The life of Christ perhaps best exemplified this holding of opposites, putting together things like “blessed” and “mourn,” “death” and “resurrection.” To ignore the places where these words clash together is to miss something fundamentally important about faith. And yet there are people who resolve the tension by choosing one side and ignoring the other; whose placid smiles choose grace and can’t really get their hands dirty on the pain side. The world needs more people who are willing to stand in that place of tension and be honest about pain, even the pain of holding on to faith in the midst of loss.

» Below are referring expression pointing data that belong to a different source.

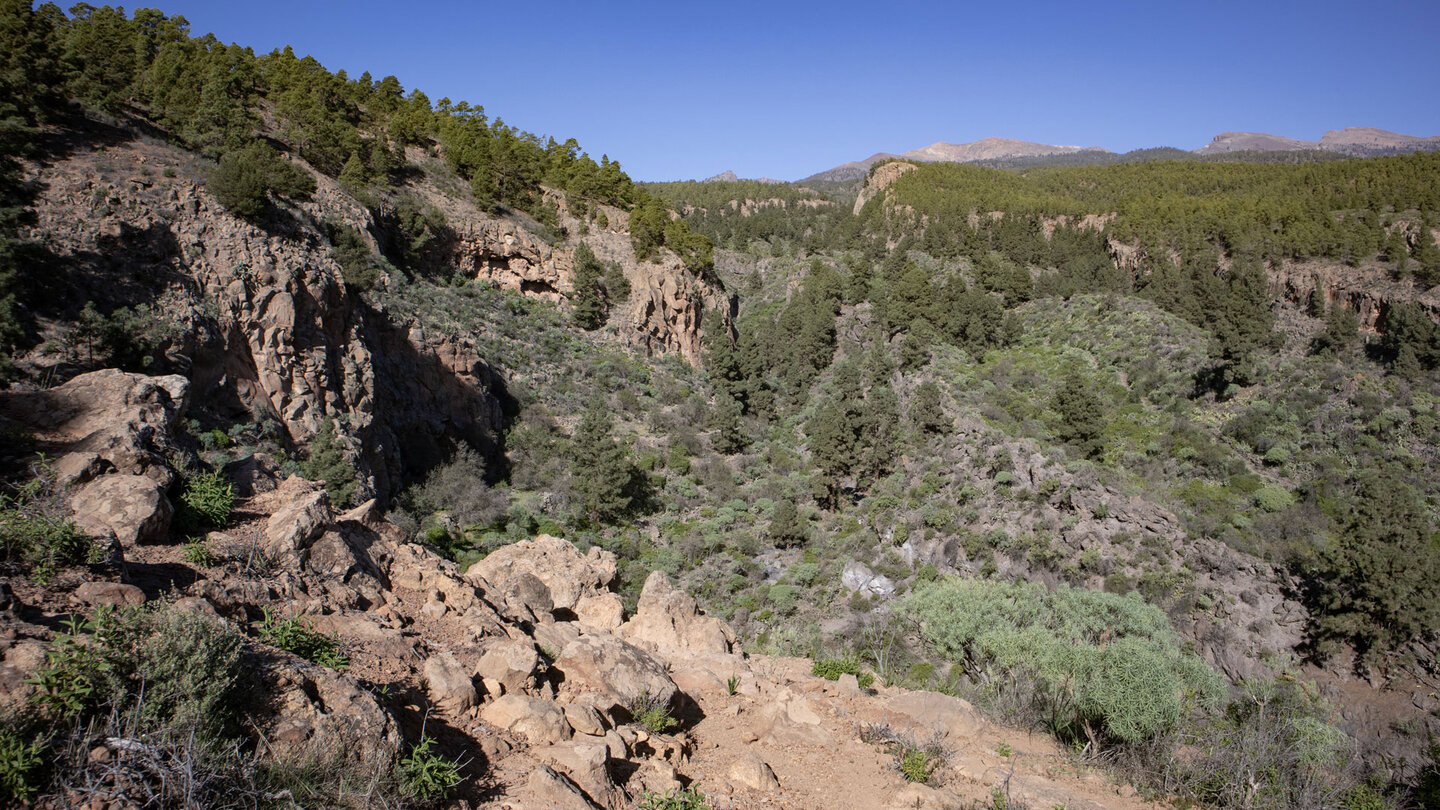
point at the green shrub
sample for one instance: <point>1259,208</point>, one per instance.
<point>248,176</point>
<point>20,764</point>
<point>833,668</point>
<point>206,502</point>
<point>1090,665</point>
<point>297,636</point>
<point>425,774</point>
<point>689,799</point>
<point>33,528</point>
<point>653,714</point>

There are times we seek God with our minds and our rational beings and there are times when, failing everything else, we are left to grope in the dark. Times when there are no easy answers, when there are no answers at all. But we who are compelled to ask the questions stand there, hands open, looking now at grace and now at pain, and raising our hands in surrender to the one who reconciled opposites, who reconciled us, with his blood.

Friday, May 8, 2009

I'm Just Asking a Question

“Jim, what are you doing?”
“I’m asking a question.”
Star Trek V: The Final Frontier, on meeting “God”

“God may well slay me; I may have no hope. Yet I will argue my case before God.”
—Job 13:15

I’ve heard two people recently point to something good in their lives and give God thanks for it, along the lines of “God knew I needed this.” And while I am happy for their good fortune, I wonder if they have taken time to go the next step: if God knew they needed it, what does mean when someone else, someone equally loved and valued by God, does not receive the thing that is needed? God knew you needed it. Does God not know that she needs it too?

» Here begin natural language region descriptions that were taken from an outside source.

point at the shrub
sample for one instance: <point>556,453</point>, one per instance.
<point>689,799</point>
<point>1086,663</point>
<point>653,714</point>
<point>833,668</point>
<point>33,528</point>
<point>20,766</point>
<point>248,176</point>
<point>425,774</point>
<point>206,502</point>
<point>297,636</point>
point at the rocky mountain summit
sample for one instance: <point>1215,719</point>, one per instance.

Even though I wish it were otherwise, a large part of me still believes the lie that God’s love is equal to God’s provision for me. God loves me, therefore good things happen to me. Bad things happen and I am thrown into doubt. God has not provided. I know the key to what we are promised is God’s presence with us, not abundance or smooth sailing or anything of the sort. “In this world you will have trouble.” That is what we are told.

But I want to ask God a question. I want to know how we are supposed to believe he is with us, trust that he has not forgotten us when all the evidence points to the contrary. I want to ask God: “Where are you? Where are you for all the voices that even this night are crying out for relief from sickness, sorrow, and suffering? Where are you? And why don’t you do something?”

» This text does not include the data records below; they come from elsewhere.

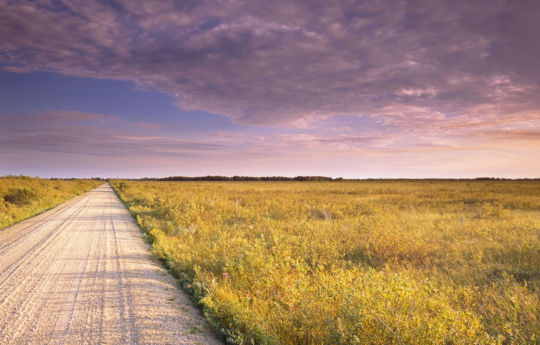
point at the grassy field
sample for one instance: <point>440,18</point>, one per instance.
<point>22,197</point>
<point>371,262</point>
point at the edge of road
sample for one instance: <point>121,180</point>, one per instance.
<point>166,266</point>
<point>55,206</point>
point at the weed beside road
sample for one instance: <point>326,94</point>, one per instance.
<point>370,262</point>
<point>22,197</point>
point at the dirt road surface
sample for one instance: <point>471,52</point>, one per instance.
<point>82,274</point>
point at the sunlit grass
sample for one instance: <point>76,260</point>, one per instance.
<point>391,262</point>
<point>22,197</point>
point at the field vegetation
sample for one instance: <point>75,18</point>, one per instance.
<point>364,262</point>
<point>22,197</point>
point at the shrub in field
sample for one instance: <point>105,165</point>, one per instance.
<point>19,196</point>
<point>366,262</point>
<point>22,197</point>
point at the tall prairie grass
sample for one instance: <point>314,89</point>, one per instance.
<point>372,262</point>
<point>22,197</point>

I’m just asking a question. I am made bold by biblical companions like Job, the Talmudic tradition of arguing with God, and even the modern-day example of Captain Kirk. What am I doing? I am asking God a question. I don’t expect an answer. Just, for a while, to burn with the words I need to ask. And to hope, as a friend reminded me with a quote from Rainer Maria Rilke, that I am able to “love the questions themselves” and trust that one day I will “gradually, without noticing it, live along some distant day into the answer.”